From the Peace Mission’s Executive Director
By Mary K. Stevenson
Preventing Faces of Fear
In June I begin my regular summer of travel to parishes throughout North America to raise awareness and funds for COAR through the Mission Co-operative Plan of the Catholic Church. I will visit parishes that range from inner-city Miami, to rural Kansas, to suburban Toronto. I will visit small ethnic parishes (the variety! Korean, Tongan, Mexican, Ghanaian) and giant suburban parishes established by other immigrants long ago (the variety! Irish, German, Italian, Polish). All the parishioners I meet have great compassion for the COAR children. But many people with anxiety and anger over immigration will confront me in that anger.

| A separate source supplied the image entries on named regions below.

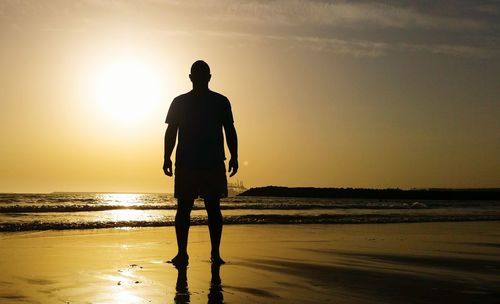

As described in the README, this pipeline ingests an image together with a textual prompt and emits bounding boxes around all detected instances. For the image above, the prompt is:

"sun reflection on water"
[98,193,144,206]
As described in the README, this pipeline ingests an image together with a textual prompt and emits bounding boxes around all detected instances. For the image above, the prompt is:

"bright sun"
[92,56,166,122]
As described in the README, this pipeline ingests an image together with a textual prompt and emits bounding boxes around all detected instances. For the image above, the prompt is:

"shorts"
[174,163,227,199]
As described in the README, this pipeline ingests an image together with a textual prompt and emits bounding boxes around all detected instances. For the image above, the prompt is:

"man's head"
[189,60,212,87]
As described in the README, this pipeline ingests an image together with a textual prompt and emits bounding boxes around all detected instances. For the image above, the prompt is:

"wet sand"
[0,222,500,303]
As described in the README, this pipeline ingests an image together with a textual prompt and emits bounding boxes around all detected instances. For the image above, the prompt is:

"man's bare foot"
[210,256,226,265]
[167,254,189,266]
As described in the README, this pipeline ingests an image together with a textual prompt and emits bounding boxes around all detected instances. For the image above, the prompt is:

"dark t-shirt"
[165,91,233,169]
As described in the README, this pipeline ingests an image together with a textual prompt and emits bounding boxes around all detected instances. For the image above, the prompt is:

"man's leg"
[205,198,224,264]
[171,199,194,265]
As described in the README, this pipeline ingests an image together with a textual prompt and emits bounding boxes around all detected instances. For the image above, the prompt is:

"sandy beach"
[0,222,500,303]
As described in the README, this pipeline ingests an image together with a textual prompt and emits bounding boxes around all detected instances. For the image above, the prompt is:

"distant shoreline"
[238,186,500,200]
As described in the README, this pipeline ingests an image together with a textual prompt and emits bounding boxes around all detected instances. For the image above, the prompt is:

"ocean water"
[0,193,500,232]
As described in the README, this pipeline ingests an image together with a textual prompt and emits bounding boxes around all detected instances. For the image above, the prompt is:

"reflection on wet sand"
[208,264,224,304]
[174,264,224,304]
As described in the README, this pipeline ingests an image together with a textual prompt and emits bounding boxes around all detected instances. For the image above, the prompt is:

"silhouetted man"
[163,60,238,265]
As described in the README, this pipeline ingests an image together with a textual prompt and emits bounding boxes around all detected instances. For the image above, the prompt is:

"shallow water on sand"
[0,193,500,232]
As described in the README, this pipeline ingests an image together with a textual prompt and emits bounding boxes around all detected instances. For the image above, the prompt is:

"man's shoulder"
[210,91,229,104]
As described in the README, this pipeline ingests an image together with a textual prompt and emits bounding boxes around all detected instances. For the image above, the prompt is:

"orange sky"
[0,0,500,192]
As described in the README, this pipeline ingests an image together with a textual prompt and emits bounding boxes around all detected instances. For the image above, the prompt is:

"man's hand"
[163,158,172,176]
[227,158,238,177]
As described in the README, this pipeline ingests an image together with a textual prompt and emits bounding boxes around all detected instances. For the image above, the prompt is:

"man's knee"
[205,199,221,216]
[176,199,194,216]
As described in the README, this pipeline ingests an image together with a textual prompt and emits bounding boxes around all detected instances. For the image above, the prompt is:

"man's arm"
[163,124,178,176]
[224,123,238,177]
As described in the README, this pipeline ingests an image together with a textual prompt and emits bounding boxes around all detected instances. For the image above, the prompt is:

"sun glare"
[91,56,166,122]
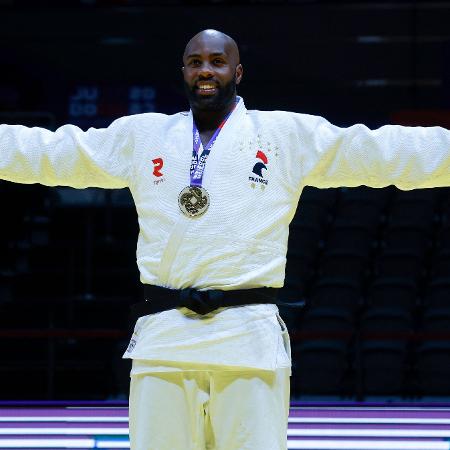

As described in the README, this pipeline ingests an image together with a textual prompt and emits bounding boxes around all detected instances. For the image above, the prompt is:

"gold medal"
[178,186,209,217]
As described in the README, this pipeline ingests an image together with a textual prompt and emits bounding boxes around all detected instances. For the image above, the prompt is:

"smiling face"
[182,30,243,111]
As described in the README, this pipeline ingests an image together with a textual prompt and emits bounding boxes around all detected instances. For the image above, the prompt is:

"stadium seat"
[415,339,450,397]
[361,340,409,396]
[309,277,362,313]
[292,340,348,395]
[366,277,418,311]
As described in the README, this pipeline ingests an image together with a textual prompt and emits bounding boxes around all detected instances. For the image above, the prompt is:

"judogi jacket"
[0,99,450,370]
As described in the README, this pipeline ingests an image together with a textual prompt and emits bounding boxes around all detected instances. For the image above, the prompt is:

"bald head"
[183,29,240,65]
[182,30,243,114]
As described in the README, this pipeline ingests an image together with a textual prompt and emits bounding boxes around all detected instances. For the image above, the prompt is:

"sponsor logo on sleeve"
[248,150,269,189]
[152,158,165,184]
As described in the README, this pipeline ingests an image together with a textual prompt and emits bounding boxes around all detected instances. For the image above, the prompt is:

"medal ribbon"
[190,98,239,187]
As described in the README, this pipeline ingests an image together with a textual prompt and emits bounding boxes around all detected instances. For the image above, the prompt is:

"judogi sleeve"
[294,114,450,190]
[0,116,133,188]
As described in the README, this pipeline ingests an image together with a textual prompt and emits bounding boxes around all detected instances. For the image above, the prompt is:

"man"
[0,30,450,450]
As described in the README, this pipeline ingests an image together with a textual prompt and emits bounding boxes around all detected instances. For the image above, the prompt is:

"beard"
[184,78,236,111]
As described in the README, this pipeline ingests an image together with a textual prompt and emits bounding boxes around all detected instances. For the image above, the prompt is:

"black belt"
[131,284,279,322]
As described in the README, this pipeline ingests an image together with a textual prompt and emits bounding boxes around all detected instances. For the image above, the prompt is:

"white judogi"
[0,99,450,450]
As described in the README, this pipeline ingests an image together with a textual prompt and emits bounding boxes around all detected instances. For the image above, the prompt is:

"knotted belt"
[131,284,279,321]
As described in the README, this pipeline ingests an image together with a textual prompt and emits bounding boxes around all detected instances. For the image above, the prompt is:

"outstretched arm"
[0,116,133,188]
[294,114,450,190]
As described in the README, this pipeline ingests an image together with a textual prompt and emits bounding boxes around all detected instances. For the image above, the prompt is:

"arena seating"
[0,182,450,400]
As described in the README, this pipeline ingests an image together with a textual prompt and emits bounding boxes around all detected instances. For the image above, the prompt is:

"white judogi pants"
[130,361,290,450]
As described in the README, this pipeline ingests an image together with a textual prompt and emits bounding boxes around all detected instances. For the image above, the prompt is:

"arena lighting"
[0,439,450,450]
[289,417,450,425]
[0,428,450,438]
[288,439,450,450]
[288,428,450,438]
[0,427,128,436]
[0,415,128,423]
[0,439,95,449]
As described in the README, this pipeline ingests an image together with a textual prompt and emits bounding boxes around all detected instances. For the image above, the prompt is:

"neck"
[191,96,236,132]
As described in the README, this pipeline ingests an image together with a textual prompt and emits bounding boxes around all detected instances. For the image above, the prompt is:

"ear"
[235,64,244,84]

I weather these confrontations with this: at St. Mark, in El Paso, two lines of 50-60 young teenagers processed in and sat in the first pews. They were the unaccompanied minors, allowed this respite from the border camps, for mass. What did I see in their faces? I saw the COAR children – and I do mean children – except for one thing: I saw fear. They looked so small and so scared that I silently asked God’s forgiveness that I was not there to help them. The COAR children have problems, sorrow and anger, but they do not have fear. When you support the COAR children you prevent another child’s face from filling with fear. Thank you.
News from El Salvador
COAR can confirm, through 40 years of experience, what most news outlets report (M=millions, B=billions, T=trillions):
US Government support to the Salvadoran government and military during the civil war:
1977-1990 – $1 million/day ($365M/year)
Total: $4,745,000,000 ($4.7B)
2017 El Salvador GDP: $25B (USA: $19T)
2017 Government budget: $4B
2017 Remesas*: $5B
*money sent back from Salvadorans working in the US
US Government aid to El Salvador:
2002-2017 avg: $80M/year
millennium challenge grant years (a dramatically successful United Nations poverty-reduction program):
2015: $330M
2007: $500M
US aid of the past 10 years has mostly gone to NGO’s, including the Catholic Church (in the form of its NGO’s, such as Catholic Relief Services) to promoted education, health, and job creation.
Stopping that aid will exacerbate the problems of violence and poverty and thereby exacerbate emigration.